While the CPAMS market is substantial and growing, there has been surprisingly little research into end user perceptions of the barriers to, and facilitators of, CPAMS implementation. This knowledge gap may be preventing more widespread uptake of CPAMS, as the service may not be fully aligned with the expectations of service providers and pharmacy users. As mentioned above, lack of sufficient funding is one of the barriers for wider implementation of CPAMS. Further research is required to ascertain whether funding is an issue within particular DHBs of NZ, and whether they are willing to prioritise funding for the service. It is also essential to define more clearly the different situations and patients in which CPAMS can be beneficial. In addition, cost-effectiveness of CPAMS needs to be further investigated, particularly in the context of managing complicated patients as reported in this study.

Strengths and limitations

This study has some limitations. The survey response rate was low, with a small sample size within each participant group. This limits the generalisability of findings. However, our findings are generally consistent with previous research reports [8, 18]. Only pharmacies who had an email address available online were invited to participate in the study. There was no objective way to determine whether these email addresses were updated. Therefore, it is uncertain whether all pharmacies in NZ received an invitation. In particular, we expect non-responders to be the ones least engaged, so the views of the CPAMS non-providers may still be skewed towards those who are more motivated. This may explain why most respondents rated CPAMS positively. Another reason for the low response rate could be that some CPAMS non-providers might have no interest to provide the service in the future, so they were less motivated in sharing their opinions. In addition, some pharmacists might be busy at work, and might not have time to complete the questionnaire. The study intended to explore perspectives held at pharmacies, rather than perspectives of individual pharmacists. However, there is no justifiable method to prevent respondents answering the survey and interview questions based on personal opinion. Despite the above limitations, this study is one of the first to explore the views of both providers and non-providers of CPAMS, and adopted a mixed-methods design, with the triangulation of data sources providing richer and more comprehensive information on CPAMS.

Conclusions

In summary, pharmacists have favourable attitudes towards CPAMS. Funding and staffing are the main factor perceived by pharmacists preventing the further uptake and implementation of CPAMS. CPAMS non-providers are willing to provide CPAMS; the main factor preventing this is availability of contracts.

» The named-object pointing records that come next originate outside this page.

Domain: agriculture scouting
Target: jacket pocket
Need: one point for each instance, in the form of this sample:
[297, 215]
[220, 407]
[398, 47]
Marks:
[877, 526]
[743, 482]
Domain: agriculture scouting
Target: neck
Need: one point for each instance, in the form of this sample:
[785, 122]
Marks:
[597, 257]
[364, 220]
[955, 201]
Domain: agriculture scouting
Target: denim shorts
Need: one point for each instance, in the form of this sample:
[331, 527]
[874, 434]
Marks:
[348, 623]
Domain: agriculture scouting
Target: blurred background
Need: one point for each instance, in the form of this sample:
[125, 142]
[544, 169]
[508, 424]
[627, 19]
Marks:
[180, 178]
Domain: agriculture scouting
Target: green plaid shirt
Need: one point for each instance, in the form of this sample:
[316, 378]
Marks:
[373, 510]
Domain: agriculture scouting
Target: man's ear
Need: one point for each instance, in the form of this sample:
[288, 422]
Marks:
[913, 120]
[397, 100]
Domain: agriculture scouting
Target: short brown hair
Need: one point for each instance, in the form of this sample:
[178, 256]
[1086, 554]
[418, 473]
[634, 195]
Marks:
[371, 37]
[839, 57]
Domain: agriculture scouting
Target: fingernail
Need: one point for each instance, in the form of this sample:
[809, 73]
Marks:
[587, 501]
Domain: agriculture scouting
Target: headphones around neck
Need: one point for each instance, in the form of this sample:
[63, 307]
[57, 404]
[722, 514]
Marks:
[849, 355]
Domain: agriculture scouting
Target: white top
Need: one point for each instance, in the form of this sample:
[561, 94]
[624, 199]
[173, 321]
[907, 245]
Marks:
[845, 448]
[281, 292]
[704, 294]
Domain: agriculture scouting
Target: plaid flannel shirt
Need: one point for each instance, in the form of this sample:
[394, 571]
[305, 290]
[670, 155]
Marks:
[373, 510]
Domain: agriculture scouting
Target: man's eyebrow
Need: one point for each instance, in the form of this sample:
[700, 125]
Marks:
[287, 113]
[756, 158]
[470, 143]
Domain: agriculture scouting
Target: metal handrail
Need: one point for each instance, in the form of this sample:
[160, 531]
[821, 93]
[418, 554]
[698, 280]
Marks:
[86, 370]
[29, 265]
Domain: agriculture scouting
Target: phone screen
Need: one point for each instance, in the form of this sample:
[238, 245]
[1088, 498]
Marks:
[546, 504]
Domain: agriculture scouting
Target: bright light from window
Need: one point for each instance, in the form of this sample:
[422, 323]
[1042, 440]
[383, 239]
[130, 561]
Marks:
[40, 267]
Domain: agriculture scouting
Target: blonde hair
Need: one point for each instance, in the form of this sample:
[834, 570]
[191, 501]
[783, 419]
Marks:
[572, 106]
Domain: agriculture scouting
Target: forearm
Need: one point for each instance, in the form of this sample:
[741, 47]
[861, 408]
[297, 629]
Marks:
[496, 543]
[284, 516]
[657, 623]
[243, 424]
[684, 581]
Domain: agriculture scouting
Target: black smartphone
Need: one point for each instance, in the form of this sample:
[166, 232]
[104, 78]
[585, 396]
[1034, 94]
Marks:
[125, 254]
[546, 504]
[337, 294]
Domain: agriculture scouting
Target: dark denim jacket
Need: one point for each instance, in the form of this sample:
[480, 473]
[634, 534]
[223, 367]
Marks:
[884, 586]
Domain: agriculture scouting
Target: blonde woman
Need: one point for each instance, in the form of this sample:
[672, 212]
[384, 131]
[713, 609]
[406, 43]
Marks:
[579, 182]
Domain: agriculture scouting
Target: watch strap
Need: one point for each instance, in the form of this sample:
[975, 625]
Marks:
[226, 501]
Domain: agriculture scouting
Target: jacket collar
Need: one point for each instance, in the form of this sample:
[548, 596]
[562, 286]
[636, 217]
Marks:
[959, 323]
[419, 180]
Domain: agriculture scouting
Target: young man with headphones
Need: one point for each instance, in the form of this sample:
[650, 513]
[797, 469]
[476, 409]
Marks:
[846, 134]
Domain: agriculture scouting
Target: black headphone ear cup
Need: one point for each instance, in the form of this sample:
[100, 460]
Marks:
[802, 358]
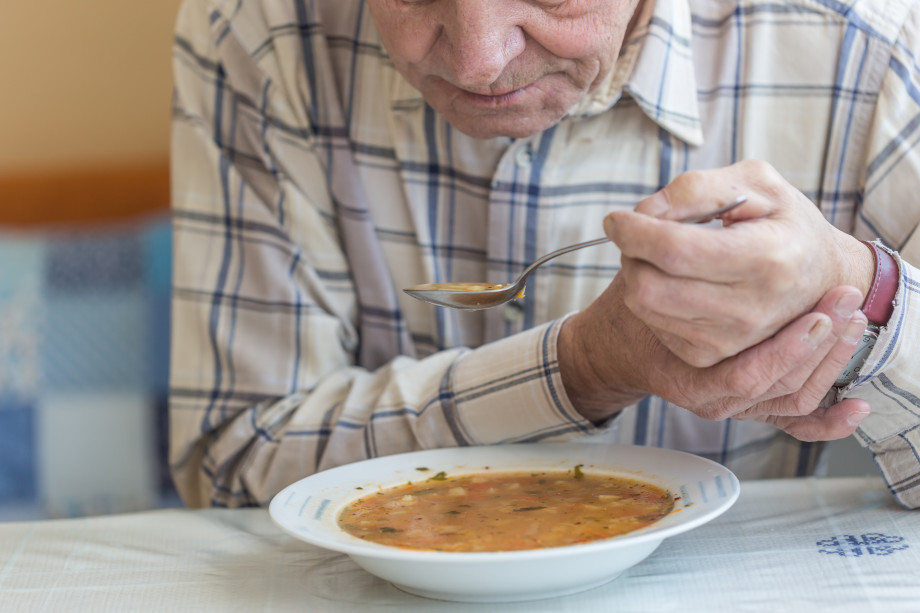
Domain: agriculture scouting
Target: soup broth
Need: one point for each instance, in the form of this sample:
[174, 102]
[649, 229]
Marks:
[505, 511]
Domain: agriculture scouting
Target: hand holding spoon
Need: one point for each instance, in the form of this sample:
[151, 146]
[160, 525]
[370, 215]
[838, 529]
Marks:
[474, 296]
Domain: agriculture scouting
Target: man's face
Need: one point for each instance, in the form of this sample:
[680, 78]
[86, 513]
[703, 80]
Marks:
[503, 67]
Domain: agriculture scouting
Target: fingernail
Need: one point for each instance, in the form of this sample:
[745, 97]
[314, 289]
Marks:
[848, 303]
[817, 333]
[608, 225]
[656, 205]
[854, 331]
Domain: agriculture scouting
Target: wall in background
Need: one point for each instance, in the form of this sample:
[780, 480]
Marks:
[85, 83]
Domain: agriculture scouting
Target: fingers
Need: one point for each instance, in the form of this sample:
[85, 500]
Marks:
[789, 374]
[824, 424]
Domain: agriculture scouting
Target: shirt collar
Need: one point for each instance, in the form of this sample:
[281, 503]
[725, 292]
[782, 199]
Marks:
[655, 68]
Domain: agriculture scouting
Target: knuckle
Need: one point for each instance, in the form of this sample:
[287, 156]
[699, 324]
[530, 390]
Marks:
[746, 385]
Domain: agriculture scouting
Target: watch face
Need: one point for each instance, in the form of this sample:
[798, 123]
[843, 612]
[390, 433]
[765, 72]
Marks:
[863, 349]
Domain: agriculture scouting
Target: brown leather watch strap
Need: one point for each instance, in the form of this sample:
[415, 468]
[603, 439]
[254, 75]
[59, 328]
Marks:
[878, 304]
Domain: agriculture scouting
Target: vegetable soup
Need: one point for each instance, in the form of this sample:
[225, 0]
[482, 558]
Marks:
[505, 511]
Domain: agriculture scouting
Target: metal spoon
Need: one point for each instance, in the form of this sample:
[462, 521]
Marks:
[474, 296]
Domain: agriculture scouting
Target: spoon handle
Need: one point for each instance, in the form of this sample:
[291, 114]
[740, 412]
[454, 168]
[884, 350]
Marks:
[558, 252]
[598, 241]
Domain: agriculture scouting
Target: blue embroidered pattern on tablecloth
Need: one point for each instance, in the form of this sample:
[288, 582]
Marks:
[873, 544]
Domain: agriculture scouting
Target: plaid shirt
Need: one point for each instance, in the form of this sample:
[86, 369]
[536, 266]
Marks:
[312, 183]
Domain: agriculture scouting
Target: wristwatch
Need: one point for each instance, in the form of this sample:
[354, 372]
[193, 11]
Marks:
[877, 307]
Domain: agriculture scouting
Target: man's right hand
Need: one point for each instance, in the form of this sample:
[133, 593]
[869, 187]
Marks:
[609, 359]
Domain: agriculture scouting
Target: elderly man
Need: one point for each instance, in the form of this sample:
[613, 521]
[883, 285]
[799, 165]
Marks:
[329, 154]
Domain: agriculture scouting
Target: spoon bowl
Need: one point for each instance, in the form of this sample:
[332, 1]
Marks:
[479, 295]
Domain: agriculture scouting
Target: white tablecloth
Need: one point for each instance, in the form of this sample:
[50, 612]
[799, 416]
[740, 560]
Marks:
[787, 545]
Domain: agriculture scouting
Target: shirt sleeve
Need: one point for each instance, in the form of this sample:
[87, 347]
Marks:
[264, 387]
[890, 378]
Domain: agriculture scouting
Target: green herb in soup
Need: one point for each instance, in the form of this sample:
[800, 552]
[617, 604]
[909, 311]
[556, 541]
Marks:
[505, 511]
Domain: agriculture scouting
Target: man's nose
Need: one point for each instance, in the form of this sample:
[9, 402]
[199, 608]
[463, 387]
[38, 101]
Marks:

The capping of the number of patients enrolled per CPAMS pharmacy may also be preventing the wider uptake of the service by patients. Additionally, pharmacists expressed concern that the current funding model for CPAMS does not account for the variability in pharmacist-time, costs and resources associated with more complicated patients. Research is needed to investigate the concerns raised by pharmacists in this research indicating there may be inequitable access to high quality anticoagulation care delivered via CPAMS. In addition, further research investigating the attitudes of patients, GPs and nurses are required to provide a more comprehensive insight into factors affecting the further implementation of CPAMS in NZ.